Design choices: Sensors
This is the first post in a series of posts detailing the rationale for design choices in our motion capture glove. I will try and anticipate questions that informed users will ask. This post will cover sensors.
Why inertial (versus flex/camera/LIDAR/etc)?
Well... Capturing a human hand is a very difficult problem. We need to choose good sensors for the task. So we have to start (as always) by defining "the good". After we've done that, we can choose from the things that pass the filter.
There are the usual definitions of "good sensor" to consider... Things like resolution, dynamic range, accuracy, update rate, etc.
Then there are the considerations that are particular to our problem. We need the sensor to be where the user is all the time because many of our use-cases depend upon unbroken contact with the hand. This is to be an augmentation of the hand. And the human hand is a difficult thing to improve upon. Chasing Nature down this road will demand some things...
Wearable. This immediately disqualifies any strategy that relies on a base-station, and places inflexible constraints on the sensor's power consumption (because now we need a battery), its size (because we will hinder Nature with clunky gear), and the durability of interconnection (if applicable).
By now we've basically eliminated any form of camera or LIDAR, because the only possible mounting place where it will still retain capability is at the wrist or the forearm. The issues of environmental awareness (for the sake of removing environmental noise) and occlusion make any wearable optical strategy spotty and clunky in the best-case. Not to mention that the CPU time involved in inferring 3-space information from 2-space images is not free. It costs battery.
So that leaves us with inertial and flex, despite the fact that position is inferred data. We'll come back to this later...
So why not flex sensors?
Flex sensors are typically either piezoelectric or resistive, but the key feature they share is that they require a mechanical deformation in the sensing element to do their job. And that means that the sensing element wears out. As these sensors wear, their dynamic range worsens until sensor failure. So the sensor doesn't allow a quantifiable grasp on the world. It is a rubber ruler (quite literally).
Flex sensors are very cheap, and because the data puts very little demand on the programmer, they are easy to code for. They are also very low power. They are also attractive in a glove, because they have very low interconnection complexities, and the fingers typically only flex in the plane of the bend sensor. Typically....
However, flex sensors can't capture this:
The flex strategy gives us simple data, and that is often the problem. The data is over-simplified for anything but the natural kinematic "grasp" (which is what all non-grasp mechanical strain in the sensor will be interpreted as).
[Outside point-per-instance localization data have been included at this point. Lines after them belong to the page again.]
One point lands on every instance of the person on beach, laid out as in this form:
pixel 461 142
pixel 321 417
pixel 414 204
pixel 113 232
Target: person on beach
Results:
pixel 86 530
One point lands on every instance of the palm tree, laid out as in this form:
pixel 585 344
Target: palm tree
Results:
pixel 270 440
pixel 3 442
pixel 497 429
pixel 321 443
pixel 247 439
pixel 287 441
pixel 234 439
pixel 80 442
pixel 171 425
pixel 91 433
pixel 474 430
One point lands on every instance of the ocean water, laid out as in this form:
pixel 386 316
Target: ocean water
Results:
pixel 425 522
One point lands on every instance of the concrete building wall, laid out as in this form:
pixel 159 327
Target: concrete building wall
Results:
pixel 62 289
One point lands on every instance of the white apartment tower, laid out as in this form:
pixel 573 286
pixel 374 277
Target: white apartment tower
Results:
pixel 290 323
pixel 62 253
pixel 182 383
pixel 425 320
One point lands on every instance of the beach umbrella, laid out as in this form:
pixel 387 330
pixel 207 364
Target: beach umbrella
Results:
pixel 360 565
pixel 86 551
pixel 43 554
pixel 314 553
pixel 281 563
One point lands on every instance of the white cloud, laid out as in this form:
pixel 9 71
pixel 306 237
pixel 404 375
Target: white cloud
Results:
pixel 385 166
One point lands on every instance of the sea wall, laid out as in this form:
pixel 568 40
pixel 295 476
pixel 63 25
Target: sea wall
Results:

We want to augment the hand. And to do that with maximum efficacy, we need good confidence in our data. We must have error-bars. Optical strategies would provide us this with aplomb, but we DQ'd them earlier as being "not good" for other reasons. See the section titled "An aside on "Good Data".
A flex sensor won't give us native units back. It will encompass all of the scaling and uncertainty associated with the ADC and EE setup surrounding them.
And that leaves inertial measurement.
So why so many sensors?
Generally: To decrease the size of our error bars. We consider 17 sensors to be the minimum count for getting good-quality data about each independently-articulated element of a hand without dependence on a software-driven kinematic map, and all of the error and floating point that it implies.
An aside on "Good Data"
This is a non-trivial question. What kinds of data do we need from a hand? Our sensor choices dictate what we get. But what do we need to do things like capture gestures of arbitrary complexity?
The first thing that we need to specify is that our data must first be able to be not only qualified (what units? what is the thing being measured?), but also quantified with a discipline that allows for quantification of error in the data. In short: Good data has both units and error-bars. With that in mind...
Many gestures and hand signs have no bearing on time whatever. They are "static"...
And yet, there is a clear difference between this....
...and this...
...so good gesture capture depends on not only position, but also momentum and rate for reasons that pertain to "linguistic after-touch", or "adverb for gestures". Sometimes, the momentum makes the movement a gesture, and acts as the trigger for a psychological gating effect that make the neural circuits of bystanders pay attention to the region for more information...
The full data stack as we apprehend it looks like this....
At the bottom of that stack (Momentum) is the data that we sense with IMUs. All data above it must be inferred, with the concomitant potential for errors and artifacts and the cost of computation associated with those mathematical inferences inside of very finite constraints.
But assume for a moment that we were going to sacrifice our previously-defined values, and use an optical base station, we still have a serious problem, only now we have it from the other side of velocity; perfect position, no knowledge of momentum. Momentum is always going to be inferred data for a camera.
Velocity will be inferred data regardless of an optical or inertial strategy. Either momentum or position must be the thing measured, and velocity either derived or integrated from many successive measurements.
There will always be places for both capture strategies in VR/AR. Your particular use-case will dictate the most appropriate solution. We chose IMUs for their favorable position in that data stackup.